When Giles arrived on site early Thursday morning the weather was showing signs of change, the sky was a paler blue and the sunshine hazy. The warmth of the previous weeks had been replaced by chill, the harbinger of winter. Giles found the change of atmosphere on site unsettling and it was not just his arrival that had dampened it this time. The previous Thursday the dig had been alive with the discovery of an ancient site within Devil’s Mound. The post work visits to the pub by the whole work force, professional and volunteer, following brilliant sunny days had produced an atmosphere of holiday and bonhomie. The good humour on the site had been infectious. Now it was not only the weather that was chill but also the atmosphere. He’d expected the accident to Rose would have had an effect, but not this depressing. After all, the reports from the hospital were more positive than they’d feared initially; she would recover and maybe be up and about in a few months, although her mind might take longer to heal. And anyway, no one liked or trusted her.
He hadn’t even had time to see for himself where the accident happened for his health and safety report when Jan asked if she could have a word. She led him away from the hearing of the other diggers.
“Giles, there’s some things I need to tell you.”
“OK, go on.”
“What happened to Rose, well, that wasn’t normal. No, don’t look at me like that. For a start you can’t hurt yourself like that falling a few feet. You should have heard what the paramedics said about it.”
“Look Jan, people can get hurt by the strangest things. Listen, I knew a guy who got killed by an orange.”
He hoped she’d laugh as he didn’t really have time for all this, but she just got more agitated.
“Also, Giles, she said someone had done it to her, she wanted me to warn Steve and to tell him there were two of something.”
“Well, if she was trying to warn Steve about two of something it must have been women. You can count yourself lucky he’s not turned his charm on you yet.”
He realised as soon as he said this it was a mistake, and for more reasons than just making light of Rose’s injury. Her eyes filled with tears and she snapped, “she was lucky not to die. Have you seen how Leonie is? She thinks we’re being stalked and all you can do is make silly fucking jokes. Yo
u’re meant to be in charge, Giles. Try to act responsibly or at least have the decency to look like you care.”
She fumbled for a handkerchief and, to stop things deteriorating further he said as if convinced,
“OK, OK, I hear what you say, I’ll go and visit her in hospital, see if she’s well enough to talk.”
He walked off wishing he thought more about what he said before he said it. Why could he never get it right? He wasn’t quite as insensitive as people thought and had already clocked the frozen atmosphere between Steve and Leonie.

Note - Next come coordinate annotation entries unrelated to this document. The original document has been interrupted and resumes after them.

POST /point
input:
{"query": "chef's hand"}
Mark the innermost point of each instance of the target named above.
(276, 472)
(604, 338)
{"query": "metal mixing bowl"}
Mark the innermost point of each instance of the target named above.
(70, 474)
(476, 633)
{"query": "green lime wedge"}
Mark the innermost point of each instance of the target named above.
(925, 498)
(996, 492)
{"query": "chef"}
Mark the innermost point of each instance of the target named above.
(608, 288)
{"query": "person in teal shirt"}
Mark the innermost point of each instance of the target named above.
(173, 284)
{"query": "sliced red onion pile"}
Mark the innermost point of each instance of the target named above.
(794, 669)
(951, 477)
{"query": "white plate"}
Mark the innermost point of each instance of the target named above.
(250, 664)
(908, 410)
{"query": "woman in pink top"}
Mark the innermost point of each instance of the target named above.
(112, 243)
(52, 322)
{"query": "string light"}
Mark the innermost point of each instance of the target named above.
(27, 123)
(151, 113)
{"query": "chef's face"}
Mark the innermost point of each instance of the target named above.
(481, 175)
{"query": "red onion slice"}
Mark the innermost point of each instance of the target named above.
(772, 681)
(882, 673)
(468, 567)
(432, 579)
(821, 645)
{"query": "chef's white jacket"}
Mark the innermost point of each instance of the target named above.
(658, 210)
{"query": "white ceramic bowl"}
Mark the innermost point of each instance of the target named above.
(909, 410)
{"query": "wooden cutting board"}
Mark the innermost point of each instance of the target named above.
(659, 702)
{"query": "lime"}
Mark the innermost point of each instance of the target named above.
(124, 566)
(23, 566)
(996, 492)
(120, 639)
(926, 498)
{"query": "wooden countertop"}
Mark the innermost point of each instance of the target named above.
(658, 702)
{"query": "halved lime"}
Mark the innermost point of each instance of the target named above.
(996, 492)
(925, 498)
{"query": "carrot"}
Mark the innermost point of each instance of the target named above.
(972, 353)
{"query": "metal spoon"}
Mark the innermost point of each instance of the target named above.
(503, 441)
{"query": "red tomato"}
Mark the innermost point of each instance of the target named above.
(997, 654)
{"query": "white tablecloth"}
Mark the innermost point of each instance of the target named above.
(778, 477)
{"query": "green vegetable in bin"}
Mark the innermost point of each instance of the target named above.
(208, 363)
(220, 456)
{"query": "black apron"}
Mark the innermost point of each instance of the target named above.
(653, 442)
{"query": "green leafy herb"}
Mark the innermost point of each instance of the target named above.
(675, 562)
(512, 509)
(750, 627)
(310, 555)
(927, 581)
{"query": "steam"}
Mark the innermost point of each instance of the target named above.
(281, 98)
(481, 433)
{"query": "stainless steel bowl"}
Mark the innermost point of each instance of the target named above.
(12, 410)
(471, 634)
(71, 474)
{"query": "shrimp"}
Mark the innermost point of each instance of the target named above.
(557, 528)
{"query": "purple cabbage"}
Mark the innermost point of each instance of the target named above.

So he wasn’t looking forward to the on site planning meeting that the four of them had scheduled for the afternoon.
In the event, to his surprise, the meeting started well, although it began to feel very cold in the draughty shabby site hut. He took great pains to handle the meeting with tact, steering away from any sensitive areas and after about half an hour they were behaving almost like they were a week ago. He wondered if this was partly out of respect for Rose, but by three thirty they’d managed to reschedule the last phases of the excavation and agreed to ahead with preparing to open the chamber sometime next week. He’d be able to put on some sort of show for Jim and his paper. He should have ended the meeting then but Steve had started.
“I know this sounds a bit weird but I did think of it before this happened to Rose. You know the way this thing was built. Well it’s like it was never meant to be found, you get what I’m saying. These things were usually built to be seen, you know, they were a focus for the community. Spot the difference with this one?”
Giles was late for his next meeting and didn’t want to discuss this now and especially not on site.
“OK Steve, but we won’t know if that’s true or not until we excavate it.”
“But listen: there is evidence in the design, look I can show you, I’ve drawn it on a plan. Leonie just reach into the map draw and pass me the third drawing down?”